Some of us interested in full information lifecycle management (ILM) have long pointed to a need for an industry standard format for metadata that describes the data content of files to a more granular degree. Currently, software using metadata in this way has first to create it to its own proprietary format—which is typically unusable by any other vendors' software wanting to access the same data.
This being primarily a storage problem, the obvious body to drive development of a standard is the Storage Network Industry Association (SNIA). SNIA's response has been the development of eXtensible Access Method (XAM) specification, version 1.0 of which was released last week. The SNIA has yet to gain member approval but, assuming this is achieved by mid-year as intended, it will then submit the specification to ANSI and ISO for accreditation. Mid-2008 should also see release of the XAM SDK available under licence for industry developers.
Hold on a moment. I understand XAM is only addressing fixed format content at this time. This, though, is not the biggest problem. It may be a little inefficient but a user can, if needs be, hard-code access to a particular file type if the format of the individual fields is known; the code can then do field checks and be as granular as needed to decide to which storage tier to assign the data or move it—even without creating metadata.
Don't get me wrong, I can understand that creating a standard metadata mapping to the important fields of all fixed format files using standard syntax means standard routines can be used instead of reinventing the wheel for each file. If the process is not made too complicated and long-winded to set up and inefficient and slow in use there is good reason to see XAM adopted over time.
Yet the bigger problem is handling free-format content. This is necessary not least because the increasing regulatory burden includes maintaining documents (including e-mails and, soon, voice-mails) which contain free-format text. Software generally ducks the problem of looking at the content of these files as received, creating metadata for them, and assigning them to appropriate storage tiers and—most importantly—properly managing it so that the vast majority can be moved to low-cost off-line storage in a matter of weeks. (A few vendors, notably Njini, have tackled this.)
Instead, organisations keep the data for years "just in case," much of it clogging up their on-line systems. If a specific compliance request comes in, a search engine may be used to try and pull out the most likely candidates by matching against appropriate key words.

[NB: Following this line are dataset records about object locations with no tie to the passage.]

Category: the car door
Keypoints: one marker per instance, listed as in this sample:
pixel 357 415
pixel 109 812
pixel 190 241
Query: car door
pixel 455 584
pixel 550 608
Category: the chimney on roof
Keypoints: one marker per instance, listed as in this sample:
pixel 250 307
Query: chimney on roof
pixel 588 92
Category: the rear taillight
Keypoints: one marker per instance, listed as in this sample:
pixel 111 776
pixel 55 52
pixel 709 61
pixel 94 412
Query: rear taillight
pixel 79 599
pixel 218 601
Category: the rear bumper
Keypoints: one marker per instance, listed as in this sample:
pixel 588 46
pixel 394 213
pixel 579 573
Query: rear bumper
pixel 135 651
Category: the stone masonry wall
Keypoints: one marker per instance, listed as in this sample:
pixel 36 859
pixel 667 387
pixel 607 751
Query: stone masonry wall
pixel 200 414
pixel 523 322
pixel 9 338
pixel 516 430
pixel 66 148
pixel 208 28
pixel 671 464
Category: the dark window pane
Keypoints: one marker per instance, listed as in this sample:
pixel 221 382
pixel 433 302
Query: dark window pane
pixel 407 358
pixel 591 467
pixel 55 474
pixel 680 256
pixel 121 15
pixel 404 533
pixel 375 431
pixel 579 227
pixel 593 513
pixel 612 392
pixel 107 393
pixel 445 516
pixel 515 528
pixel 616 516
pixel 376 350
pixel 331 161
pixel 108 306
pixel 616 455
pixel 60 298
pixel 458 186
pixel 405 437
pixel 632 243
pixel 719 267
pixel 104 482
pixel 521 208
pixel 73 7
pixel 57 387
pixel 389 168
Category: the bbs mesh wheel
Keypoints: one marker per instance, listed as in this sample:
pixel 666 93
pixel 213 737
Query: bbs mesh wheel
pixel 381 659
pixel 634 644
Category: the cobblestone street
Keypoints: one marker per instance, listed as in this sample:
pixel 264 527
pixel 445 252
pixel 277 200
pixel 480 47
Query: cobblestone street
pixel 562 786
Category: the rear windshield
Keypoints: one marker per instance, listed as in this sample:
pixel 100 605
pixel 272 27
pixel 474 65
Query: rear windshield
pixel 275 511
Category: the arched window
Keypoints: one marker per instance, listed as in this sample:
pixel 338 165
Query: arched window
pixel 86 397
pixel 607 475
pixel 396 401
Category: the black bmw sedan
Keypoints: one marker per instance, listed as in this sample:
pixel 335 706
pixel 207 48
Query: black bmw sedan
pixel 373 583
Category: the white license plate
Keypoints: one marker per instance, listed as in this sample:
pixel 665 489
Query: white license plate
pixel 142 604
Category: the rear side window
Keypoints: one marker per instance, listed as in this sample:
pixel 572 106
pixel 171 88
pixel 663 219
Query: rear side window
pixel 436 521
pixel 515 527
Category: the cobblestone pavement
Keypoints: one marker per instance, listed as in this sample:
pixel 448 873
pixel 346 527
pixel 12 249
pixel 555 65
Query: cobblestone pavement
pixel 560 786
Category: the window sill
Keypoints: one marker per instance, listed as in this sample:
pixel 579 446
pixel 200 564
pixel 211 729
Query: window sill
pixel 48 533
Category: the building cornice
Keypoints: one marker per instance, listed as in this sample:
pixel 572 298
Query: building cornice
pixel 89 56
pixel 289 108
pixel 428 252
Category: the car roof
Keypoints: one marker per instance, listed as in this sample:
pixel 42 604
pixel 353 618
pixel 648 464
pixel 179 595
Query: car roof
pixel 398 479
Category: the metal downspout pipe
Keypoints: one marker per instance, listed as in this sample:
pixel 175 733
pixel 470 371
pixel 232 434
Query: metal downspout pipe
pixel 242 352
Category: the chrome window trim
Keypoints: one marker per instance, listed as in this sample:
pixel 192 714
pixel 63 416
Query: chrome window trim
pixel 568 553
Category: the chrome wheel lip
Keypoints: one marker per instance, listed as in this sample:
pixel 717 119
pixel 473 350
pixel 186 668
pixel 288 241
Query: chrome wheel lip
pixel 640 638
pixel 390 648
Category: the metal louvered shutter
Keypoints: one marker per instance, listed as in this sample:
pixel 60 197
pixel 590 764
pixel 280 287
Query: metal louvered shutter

Now switch that around. If appropriate key words are used on the free-format data when received as part of creating fixed format metadata to accompany the data and you have largely solved the ILM data tiering problem. (This is essentially the approach used by Njini.) Once the metadata is created the software works from the metadata and applies policies or rules to it (and they may update it if a data change occurs). Apart from a speed challenge when the data is first received—it may arrive too fast for real-time metadata creation—this procedure can work. So I wonder why SNIA has not started getting into this.
Fifty companies are already participating in the SNIA initiative and its two associated technical workgroups. These include both application developers from storage vendors and some academic bodies. Among these are some of the "big boys" who are clearly anxious to push the specification. EMC has contributed a C++ with Java Native Interface (JNI) wrapper XAM Library while HP has donated a Java version of the XAM Library. Sun has added code from its Sun StorageTek 5800 (previously "Project HoneyComb") for the Hypertext Transfer Protocol (HTTP) and reference vendor implementation modules (VIMs). This tells me several things:
- XAM has lift-off and the potential to become the de facto metadata standard for fixed format data. SNIA has the capability and the intention to cultivate a SNIA community for pushing the XAM standard, with an approvals procedure for XAM-compatibility and conformance within software products. It can back this by industry education programmes. That's the good news.
There is a danger that, because it is being
developed by committee with lots of vested interests, the resulting solution may
contain lots of bells and whistles that most do not need and which make it
inordinately complicated, slow and unwieldy to use. The best ways of doing
things might sometimes be circumvented because one or more of the biggest
vendors realise that that approach will undermine their competitive position.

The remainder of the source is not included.